The worst monsoon floods in a decade killed more than 80 people and forced around 2 million more to leave their homes over the weekend in India. As sea levels rise, climate refugee numbers will increase, along with food and potable water shortages. Food and water shortages already fuel conflict in the developing world. In areas prone to flooding, sanitation issues and waterborne disease outbreaks will be of growing concern in the future.
What amazes me the most about these concerns is not that we see them manifest in the real world, but that some insist that human beings have nothing to do with it. A friend of mine lost his home to a wildfire in Colorado. Many of my co-workers remain without power and therefore air conditioning during a record breaking period of warmth. Without dependable electrical infrastructure, refrigeration and water pressure aren’t dependable either. Take a really dense urban environment like Washington D.C. that has no agricultural potential whatsoever. If, for example, refrigeration and water pressure were compromised by, say, a windstorm, the potential for food shortage and sanitation concerns becomes very real.

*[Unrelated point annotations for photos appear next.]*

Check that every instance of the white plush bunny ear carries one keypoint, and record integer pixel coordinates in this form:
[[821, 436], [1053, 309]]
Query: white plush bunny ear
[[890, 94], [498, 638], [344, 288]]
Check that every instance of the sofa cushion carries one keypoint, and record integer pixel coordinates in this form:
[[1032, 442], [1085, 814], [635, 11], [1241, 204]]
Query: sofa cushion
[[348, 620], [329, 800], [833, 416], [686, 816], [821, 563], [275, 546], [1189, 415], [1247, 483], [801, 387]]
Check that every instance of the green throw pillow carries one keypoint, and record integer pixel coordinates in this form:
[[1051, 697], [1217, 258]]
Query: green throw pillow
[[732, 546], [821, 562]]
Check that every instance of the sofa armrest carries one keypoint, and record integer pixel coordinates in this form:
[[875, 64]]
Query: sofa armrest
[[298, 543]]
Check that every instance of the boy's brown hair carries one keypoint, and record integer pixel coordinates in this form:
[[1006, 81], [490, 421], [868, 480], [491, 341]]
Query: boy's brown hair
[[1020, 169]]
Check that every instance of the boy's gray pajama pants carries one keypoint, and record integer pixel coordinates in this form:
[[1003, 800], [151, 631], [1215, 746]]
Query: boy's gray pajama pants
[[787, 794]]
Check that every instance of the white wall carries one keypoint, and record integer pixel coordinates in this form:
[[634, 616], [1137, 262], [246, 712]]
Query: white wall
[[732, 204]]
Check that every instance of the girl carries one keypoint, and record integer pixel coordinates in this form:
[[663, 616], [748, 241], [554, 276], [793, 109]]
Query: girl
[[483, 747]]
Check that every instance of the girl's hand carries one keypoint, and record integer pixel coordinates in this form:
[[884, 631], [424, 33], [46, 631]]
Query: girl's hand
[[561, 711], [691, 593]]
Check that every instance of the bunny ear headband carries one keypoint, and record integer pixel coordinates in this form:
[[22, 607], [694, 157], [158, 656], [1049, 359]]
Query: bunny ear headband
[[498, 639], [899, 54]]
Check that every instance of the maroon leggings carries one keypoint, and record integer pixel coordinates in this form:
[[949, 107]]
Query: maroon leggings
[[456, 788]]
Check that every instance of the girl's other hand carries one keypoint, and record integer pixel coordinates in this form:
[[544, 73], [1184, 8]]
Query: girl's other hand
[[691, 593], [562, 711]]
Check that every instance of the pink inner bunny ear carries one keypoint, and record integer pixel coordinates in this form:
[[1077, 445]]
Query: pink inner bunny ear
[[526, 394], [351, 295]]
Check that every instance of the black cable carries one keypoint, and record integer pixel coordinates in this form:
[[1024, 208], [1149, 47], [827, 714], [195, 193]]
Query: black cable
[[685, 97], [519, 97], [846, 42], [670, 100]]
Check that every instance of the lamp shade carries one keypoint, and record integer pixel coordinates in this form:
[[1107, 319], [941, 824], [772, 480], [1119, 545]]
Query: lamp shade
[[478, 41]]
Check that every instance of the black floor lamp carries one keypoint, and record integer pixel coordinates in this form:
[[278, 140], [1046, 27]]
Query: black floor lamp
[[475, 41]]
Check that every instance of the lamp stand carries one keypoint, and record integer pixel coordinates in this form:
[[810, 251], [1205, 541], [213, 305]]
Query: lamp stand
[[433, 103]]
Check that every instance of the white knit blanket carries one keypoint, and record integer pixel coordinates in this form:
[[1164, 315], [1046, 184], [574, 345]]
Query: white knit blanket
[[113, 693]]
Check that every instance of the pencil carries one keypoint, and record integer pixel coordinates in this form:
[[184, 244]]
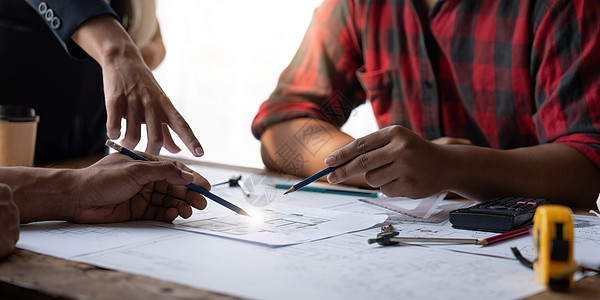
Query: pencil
[[310, 180], [191, 186], [505, 236], [330, 191]]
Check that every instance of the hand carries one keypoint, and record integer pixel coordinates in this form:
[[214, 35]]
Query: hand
[[9, 221], [130, 89], [118, 188], [396, 160], [132, 92]]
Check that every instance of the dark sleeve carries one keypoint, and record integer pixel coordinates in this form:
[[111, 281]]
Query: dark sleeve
[[64, 18]]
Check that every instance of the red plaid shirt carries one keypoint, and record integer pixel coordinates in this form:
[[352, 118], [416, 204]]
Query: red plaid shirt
[[503, 74]]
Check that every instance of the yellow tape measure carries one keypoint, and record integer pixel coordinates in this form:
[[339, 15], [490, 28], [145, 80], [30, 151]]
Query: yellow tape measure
[[553, 246]]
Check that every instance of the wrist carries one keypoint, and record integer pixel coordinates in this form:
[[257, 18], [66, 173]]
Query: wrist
[[105, 39], [44, 194]]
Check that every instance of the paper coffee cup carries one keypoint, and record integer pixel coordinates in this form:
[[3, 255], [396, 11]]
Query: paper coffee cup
[[18, 129]]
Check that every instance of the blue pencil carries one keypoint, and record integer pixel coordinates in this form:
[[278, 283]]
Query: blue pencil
[[310, 180], [191, 186]]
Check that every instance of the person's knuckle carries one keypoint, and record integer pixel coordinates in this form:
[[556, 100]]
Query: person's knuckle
[[370, 179], [363, 162], [360, 144], [342, 171]]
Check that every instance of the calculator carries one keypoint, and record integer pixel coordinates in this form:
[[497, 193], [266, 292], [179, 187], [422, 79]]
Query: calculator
[[497, 215]]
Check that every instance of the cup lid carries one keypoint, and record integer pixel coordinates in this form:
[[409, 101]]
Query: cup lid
[[17, 113]]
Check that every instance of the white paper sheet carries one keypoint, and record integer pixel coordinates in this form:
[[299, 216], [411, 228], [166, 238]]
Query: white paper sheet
[[342, 267], [64, 240], [278, 225], [339, 267]]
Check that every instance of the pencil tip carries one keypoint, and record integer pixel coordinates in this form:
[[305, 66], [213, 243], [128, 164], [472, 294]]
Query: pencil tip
[[113, 145], [289, 191]]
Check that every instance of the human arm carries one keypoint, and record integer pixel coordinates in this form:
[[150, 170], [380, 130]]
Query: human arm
[[154, 51], [403, 164], [9, 221], [300, 122], [131, 92], [115, 189], [282, 150]]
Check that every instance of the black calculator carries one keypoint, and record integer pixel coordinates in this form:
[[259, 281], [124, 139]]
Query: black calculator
[[497, 215]]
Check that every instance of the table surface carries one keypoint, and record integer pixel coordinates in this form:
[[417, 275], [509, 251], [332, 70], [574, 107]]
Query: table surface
[[26, 274]]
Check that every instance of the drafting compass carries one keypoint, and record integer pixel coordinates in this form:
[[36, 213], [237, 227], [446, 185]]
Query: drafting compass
[[236, 181], [388, 236]]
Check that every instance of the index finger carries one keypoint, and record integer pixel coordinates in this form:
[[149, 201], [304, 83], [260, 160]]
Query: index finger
[[355, 148], [184, 131], [198, 179]]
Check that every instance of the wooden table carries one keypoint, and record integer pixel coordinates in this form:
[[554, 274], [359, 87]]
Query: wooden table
[[30, 275]]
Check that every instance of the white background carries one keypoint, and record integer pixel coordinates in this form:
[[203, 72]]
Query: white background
[[223, 60]]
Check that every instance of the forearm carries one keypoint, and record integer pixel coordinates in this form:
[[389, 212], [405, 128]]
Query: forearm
[[298, 147], [104, 39], [41, 194], [555, 172]]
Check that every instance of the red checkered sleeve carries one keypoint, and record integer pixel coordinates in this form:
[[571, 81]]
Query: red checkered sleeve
[[319, 82], [567, 58]]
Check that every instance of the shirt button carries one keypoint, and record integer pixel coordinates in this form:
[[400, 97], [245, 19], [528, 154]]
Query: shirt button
[[55, 23], [42, 8], [49, 14]]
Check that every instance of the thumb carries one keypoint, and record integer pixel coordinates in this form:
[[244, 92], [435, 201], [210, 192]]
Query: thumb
[[165, 171]]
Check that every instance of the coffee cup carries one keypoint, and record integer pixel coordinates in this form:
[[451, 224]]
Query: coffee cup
[[18, 130]]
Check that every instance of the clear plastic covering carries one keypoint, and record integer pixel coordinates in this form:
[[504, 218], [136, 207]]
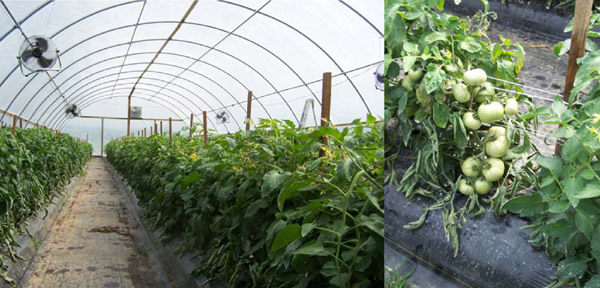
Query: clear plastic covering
[[178, 58]]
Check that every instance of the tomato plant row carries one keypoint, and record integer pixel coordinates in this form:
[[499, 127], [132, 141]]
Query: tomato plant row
[[35, 166], [261, 207]]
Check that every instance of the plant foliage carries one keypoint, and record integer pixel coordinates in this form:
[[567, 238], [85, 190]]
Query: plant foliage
[[261, 207], [35, 166]]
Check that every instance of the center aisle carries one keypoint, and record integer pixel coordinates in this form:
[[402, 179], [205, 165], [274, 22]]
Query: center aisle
[[95, 242]]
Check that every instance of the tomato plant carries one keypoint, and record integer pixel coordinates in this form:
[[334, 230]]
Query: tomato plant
[[458, 112], [564, 208], [35, 166], [262, 207]]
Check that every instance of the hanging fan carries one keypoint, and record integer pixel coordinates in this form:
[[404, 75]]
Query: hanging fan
[[379, 85], [72, 111], [38, 54], [222, 117]]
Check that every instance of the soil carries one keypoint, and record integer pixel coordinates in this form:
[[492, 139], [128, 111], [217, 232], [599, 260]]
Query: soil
[[96, 242]]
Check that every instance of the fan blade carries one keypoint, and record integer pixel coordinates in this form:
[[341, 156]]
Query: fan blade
[[27, 54], [42, 43], [45, 63]]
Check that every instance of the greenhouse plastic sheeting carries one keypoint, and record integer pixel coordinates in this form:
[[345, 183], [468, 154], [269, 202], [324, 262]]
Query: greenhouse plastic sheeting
[[277, 49]]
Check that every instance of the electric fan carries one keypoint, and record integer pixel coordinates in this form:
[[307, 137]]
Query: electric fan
[[222, 117], [38, 54]]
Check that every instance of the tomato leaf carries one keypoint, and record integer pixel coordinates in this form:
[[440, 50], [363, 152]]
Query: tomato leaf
[[441, 114], [285, 236]]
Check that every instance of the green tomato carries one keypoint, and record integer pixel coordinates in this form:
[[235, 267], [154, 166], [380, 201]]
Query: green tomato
[[408, 84], [470, 167], [461, 94], [489, 113], [484, 92], [482, 186], [497, 143], [464, 187], [448, 85], [474, 77], [493, 169], [471, 122], [415, 75], [511, 107]]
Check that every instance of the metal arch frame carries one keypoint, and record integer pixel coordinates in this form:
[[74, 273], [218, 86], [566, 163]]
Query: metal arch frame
[[309, 39], [108, 97], [138, 63], [362, 17], [75, 97], [282, 22], [25, 19], [116, 57], [214, 46], [57, 33], [94, 93], [66, 120], [148, 40], [136, 71], [137, 22], [54, 114], [185, 41]]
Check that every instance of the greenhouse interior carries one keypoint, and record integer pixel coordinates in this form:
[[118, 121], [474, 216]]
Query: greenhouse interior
[[300, 143], [191, 143]]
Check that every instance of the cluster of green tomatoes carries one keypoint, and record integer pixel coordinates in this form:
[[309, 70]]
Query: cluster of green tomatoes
[[484, 169]]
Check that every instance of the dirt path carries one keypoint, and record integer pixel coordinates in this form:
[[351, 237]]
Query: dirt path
[[95, 242]]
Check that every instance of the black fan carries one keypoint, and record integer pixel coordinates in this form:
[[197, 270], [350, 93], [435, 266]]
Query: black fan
[[222, 117], [72, 111], [38, 54], [379, 77]]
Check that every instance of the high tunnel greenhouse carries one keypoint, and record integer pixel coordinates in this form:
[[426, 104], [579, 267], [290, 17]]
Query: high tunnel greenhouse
[[191, 143], [182, 58]]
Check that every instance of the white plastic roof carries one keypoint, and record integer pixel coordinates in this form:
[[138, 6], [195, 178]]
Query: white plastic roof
[[278, 49]]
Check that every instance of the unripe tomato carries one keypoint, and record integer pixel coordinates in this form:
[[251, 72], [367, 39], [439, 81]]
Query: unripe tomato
[[489, 113], [464, 187], [408, 84], [482, 186], [461, 94], [493, 169], [448, 85], [511, 107], [497, 142], [470, 167], [484, 92], [415, 74], [474, 77], [471, 122]]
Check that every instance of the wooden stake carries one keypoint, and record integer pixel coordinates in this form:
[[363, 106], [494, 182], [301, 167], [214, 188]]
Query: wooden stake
[[14, 125], [249, 111], [191, 124], [581, 21], [325, 107], [205, 128]]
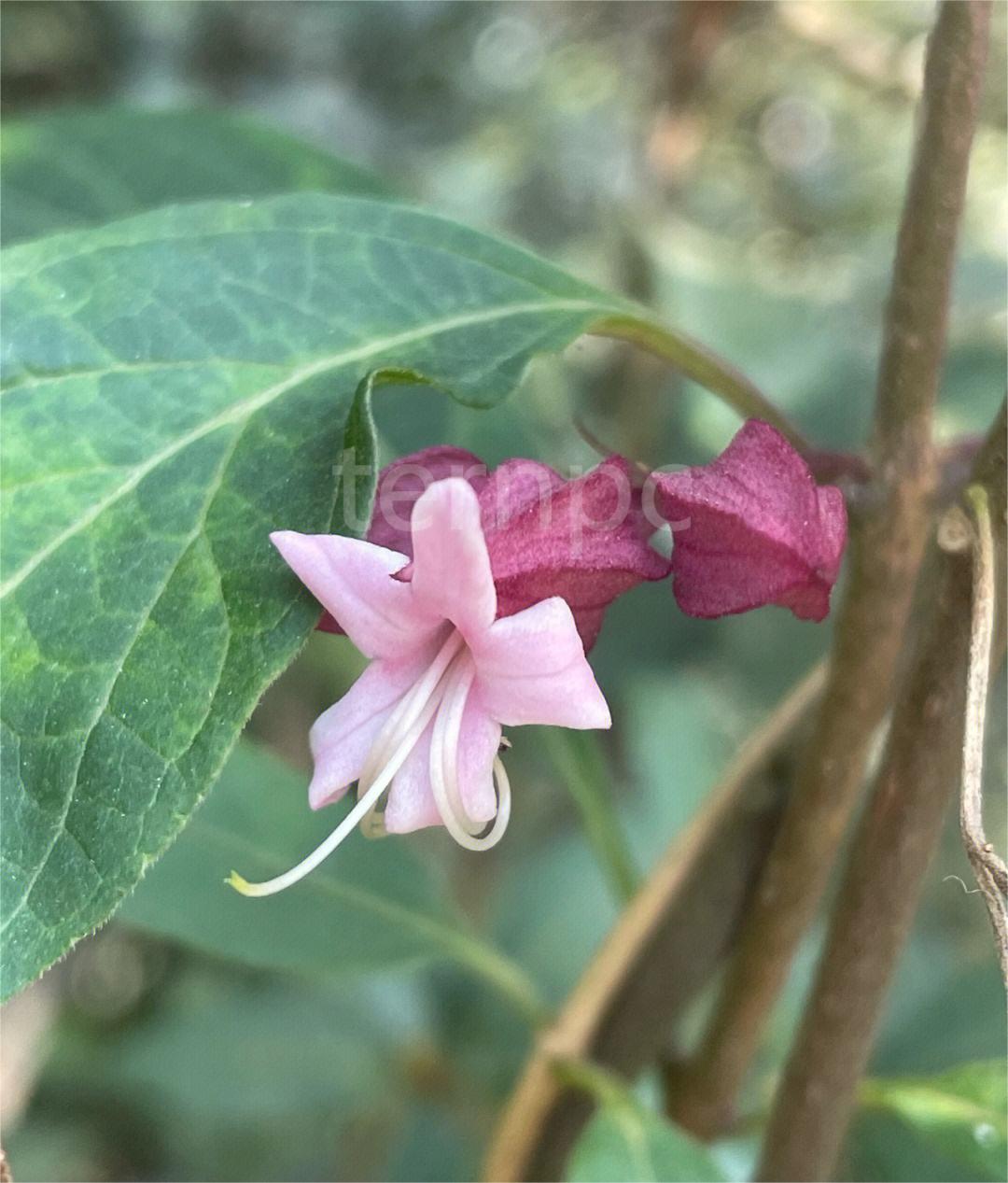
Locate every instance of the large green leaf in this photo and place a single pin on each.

There are times when I wonder if we, as a species, have the collective potential to act in our own best interests. The world will continue on in one form or another, and there will likely always be some form of life present here. But in the grand scheme of things, human beings are incredibly fragile, and the conditions under which we can live, let alone thrive, on the surface of the earth actually do not afford us much room for error. The natural world is providing tangible proof that the scary theories hold water.
With what frequency and what degree of severity will these events finally grab our attention? What more could it possibly take?
I guess the most difficult thing about acknowledging the existence of a problem is that the next stage is doing something about it.